Torture is an infringement of fundamental human right and the Police are duty bound to promote this right, protect it, and not to abuse it,” he said. Custodial conditions in police stations are, indeed, dehumanising. The cells are dark, poorly ventilated, and often overcrowded.

Detained suspects live amid unbearable smell from bad breath, sour perspiration, toilet water and have little choice but to walk barefooted. They also lay bare-bodied and sometimes on wet, slippery floors. Fed once a day or even less frequently in some stations, the detainees have to provide their own food; they have to eat with bare, contaminated fingers.
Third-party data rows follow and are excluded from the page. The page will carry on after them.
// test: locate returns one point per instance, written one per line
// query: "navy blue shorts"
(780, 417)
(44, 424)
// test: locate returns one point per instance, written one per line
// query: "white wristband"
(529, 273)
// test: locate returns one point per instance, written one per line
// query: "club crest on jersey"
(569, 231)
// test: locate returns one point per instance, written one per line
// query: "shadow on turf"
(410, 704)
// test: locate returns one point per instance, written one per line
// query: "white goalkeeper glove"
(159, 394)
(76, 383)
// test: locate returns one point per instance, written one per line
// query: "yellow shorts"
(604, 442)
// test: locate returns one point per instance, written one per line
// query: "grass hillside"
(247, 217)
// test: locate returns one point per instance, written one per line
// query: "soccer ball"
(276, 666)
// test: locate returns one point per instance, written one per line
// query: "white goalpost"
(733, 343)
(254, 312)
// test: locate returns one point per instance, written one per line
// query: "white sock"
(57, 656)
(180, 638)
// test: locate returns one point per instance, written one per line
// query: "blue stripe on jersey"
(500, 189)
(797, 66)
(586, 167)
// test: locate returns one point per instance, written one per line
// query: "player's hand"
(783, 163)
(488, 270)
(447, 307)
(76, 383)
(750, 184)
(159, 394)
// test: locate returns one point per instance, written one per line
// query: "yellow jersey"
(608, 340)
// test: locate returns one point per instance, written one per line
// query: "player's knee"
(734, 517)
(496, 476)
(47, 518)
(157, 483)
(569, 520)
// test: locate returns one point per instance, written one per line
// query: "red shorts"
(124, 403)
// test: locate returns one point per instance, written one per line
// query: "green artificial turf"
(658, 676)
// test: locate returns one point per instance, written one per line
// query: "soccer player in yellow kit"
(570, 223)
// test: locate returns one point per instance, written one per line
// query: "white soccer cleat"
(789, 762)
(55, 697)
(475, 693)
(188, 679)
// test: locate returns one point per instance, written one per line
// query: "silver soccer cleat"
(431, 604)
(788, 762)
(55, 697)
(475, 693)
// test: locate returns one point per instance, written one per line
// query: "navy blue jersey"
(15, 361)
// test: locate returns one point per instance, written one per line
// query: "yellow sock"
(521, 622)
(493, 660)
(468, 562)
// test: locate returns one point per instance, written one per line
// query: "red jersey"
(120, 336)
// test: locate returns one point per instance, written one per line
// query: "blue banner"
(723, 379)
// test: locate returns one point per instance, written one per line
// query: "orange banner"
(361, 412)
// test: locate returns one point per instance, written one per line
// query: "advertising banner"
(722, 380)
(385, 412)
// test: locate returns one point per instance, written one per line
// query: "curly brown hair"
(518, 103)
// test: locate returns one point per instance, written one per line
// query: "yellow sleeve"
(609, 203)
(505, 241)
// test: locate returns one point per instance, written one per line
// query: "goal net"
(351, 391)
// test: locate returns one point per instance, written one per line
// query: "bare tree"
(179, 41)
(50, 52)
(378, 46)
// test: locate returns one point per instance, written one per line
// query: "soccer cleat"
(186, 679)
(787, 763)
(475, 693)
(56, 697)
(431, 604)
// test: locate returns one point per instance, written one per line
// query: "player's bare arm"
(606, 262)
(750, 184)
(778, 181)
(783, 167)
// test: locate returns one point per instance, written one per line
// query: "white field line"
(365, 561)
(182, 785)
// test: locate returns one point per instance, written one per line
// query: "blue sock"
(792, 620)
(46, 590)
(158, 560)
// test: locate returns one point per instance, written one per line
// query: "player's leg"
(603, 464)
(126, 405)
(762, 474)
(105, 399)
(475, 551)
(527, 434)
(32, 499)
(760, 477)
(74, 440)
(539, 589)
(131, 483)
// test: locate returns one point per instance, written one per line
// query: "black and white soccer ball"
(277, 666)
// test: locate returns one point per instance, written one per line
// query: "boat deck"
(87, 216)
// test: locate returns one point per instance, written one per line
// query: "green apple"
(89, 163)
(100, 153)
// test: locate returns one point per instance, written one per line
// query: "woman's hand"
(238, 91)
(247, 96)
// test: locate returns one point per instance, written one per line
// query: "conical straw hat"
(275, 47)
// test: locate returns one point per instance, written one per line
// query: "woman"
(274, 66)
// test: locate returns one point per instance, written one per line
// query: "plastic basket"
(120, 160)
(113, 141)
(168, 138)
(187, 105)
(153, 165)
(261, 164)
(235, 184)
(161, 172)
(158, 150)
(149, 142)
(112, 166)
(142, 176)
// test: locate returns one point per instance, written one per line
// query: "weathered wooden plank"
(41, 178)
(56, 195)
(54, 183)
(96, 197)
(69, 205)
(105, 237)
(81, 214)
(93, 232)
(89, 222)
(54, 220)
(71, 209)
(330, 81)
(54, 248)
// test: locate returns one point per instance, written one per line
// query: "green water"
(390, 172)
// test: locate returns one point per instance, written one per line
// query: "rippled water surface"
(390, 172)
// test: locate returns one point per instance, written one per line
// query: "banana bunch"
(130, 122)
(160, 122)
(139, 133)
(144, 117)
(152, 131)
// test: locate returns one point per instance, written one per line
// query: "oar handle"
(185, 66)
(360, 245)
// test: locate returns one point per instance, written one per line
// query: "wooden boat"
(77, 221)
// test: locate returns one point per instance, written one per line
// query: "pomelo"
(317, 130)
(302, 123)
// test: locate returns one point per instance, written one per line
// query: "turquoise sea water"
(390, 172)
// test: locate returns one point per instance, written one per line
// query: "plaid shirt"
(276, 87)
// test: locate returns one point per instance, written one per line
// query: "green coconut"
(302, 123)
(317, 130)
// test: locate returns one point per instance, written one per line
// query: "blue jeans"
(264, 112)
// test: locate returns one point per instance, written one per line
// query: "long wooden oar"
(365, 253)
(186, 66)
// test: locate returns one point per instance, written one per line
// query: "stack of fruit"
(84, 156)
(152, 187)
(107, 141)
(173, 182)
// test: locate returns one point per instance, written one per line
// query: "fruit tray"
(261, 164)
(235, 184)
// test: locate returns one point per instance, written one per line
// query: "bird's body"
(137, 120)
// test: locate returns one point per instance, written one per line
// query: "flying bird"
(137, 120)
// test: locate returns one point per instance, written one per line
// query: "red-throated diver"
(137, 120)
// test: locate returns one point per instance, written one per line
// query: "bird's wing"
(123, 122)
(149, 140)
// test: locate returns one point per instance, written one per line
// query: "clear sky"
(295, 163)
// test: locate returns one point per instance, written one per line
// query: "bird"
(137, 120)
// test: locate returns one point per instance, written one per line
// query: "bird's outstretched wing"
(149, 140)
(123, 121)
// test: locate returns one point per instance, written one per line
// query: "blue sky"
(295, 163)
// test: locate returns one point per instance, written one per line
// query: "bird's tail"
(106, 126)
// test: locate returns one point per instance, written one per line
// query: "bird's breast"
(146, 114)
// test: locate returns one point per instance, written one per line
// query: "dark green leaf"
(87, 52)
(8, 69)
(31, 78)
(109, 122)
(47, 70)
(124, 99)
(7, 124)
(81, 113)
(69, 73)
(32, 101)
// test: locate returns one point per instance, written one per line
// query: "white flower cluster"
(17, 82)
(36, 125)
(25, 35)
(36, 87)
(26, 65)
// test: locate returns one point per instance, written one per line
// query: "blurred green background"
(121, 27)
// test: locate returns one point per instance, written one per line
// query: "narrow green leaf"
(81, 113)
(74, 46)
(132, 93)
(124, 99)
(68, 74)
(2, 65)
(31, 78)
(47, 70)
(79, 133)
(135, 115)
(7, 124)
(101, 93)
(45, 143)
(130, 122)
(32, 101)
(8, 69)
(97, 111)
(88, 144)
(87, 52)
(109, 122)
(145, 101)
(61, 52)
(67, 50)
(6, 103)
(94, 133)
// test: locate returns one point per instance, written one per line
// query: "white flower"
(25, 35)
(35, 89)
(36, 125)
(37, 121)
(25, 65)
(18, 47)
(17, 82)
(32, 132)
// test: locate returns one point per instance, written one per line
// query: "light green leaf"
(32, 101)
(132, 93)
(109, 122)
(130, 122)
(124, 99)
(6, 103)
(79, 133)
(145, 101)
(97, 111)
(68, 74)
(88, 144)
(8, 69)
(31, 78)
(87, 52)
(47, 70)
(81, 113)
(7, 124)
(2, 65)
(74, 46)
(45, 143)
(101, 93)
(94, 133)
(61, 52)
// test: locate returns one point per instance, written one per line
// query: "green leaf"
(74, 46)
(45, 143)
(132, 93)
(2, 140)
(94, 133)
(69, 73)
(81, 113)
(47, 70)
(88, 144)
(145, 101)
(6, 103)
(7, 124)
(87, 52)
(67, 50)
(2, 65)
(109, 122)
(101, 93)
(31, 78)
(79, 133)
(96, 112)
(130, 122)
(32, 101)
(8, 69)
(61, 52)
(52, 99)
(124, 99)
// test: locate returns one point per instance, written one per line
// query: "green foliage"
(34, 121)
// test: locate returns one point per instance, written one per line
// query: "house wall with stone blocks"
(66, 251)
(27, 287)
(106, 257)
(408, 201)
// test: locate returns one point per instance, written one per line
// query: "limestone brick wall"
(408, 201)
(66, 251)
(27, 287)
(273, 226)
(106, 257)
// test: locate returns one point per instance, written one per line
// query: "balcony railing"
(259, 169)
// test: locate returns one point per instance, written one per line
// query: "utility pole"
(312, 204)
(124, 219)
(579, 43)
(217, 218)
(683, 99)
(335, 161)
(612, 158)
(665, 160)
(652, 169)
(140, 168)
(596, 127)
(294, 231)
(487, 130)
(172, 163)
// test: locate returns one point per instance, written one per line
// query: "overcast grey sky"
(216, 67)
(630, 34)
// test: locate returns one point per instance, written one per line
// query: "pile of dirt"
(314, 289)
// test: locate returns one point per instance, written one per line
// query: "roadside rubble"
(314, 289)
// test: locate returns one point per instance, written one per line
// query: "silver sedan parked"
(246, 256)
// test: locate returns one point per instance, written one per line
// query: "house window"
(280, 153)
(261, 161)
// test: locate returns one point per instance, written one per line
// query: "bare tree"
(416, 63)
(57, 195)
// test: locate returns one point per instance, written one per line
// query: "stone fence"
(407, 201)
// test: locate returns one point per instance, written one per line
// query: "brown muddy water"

There is no arrangement for baths, and many detainees go without washing themselves for days, and in some cases, weeks. The cell toilet is usually within, only shielded by a stretch of clothing, and a bucket beneath a hole over which the detainees squat to ease themselves.

Flies from toilets and other insects naturally infect cells and the effusions from the toilet make the air unhealthy and unbreathable. The toilets measure not more than the size of half of a room. The Police also created special cells within the normal cells known as “German” cells, with high rates of congestion.

These cells are usually extremely narrow and have a ventilation hole that can only accommodate a bird no bigger than a pigeon and allows in a thin stream of light. They stuff the narrow enclosure with so many suspect that they only barely have enough room to stand. Faecal and urinary matter often litters the floor and smears the wall, making toileting quite disgusting for those under irresistible bowel or bladder pressure. Maggots and cockroaches, which parade the cell rooms, also act as disease vectors.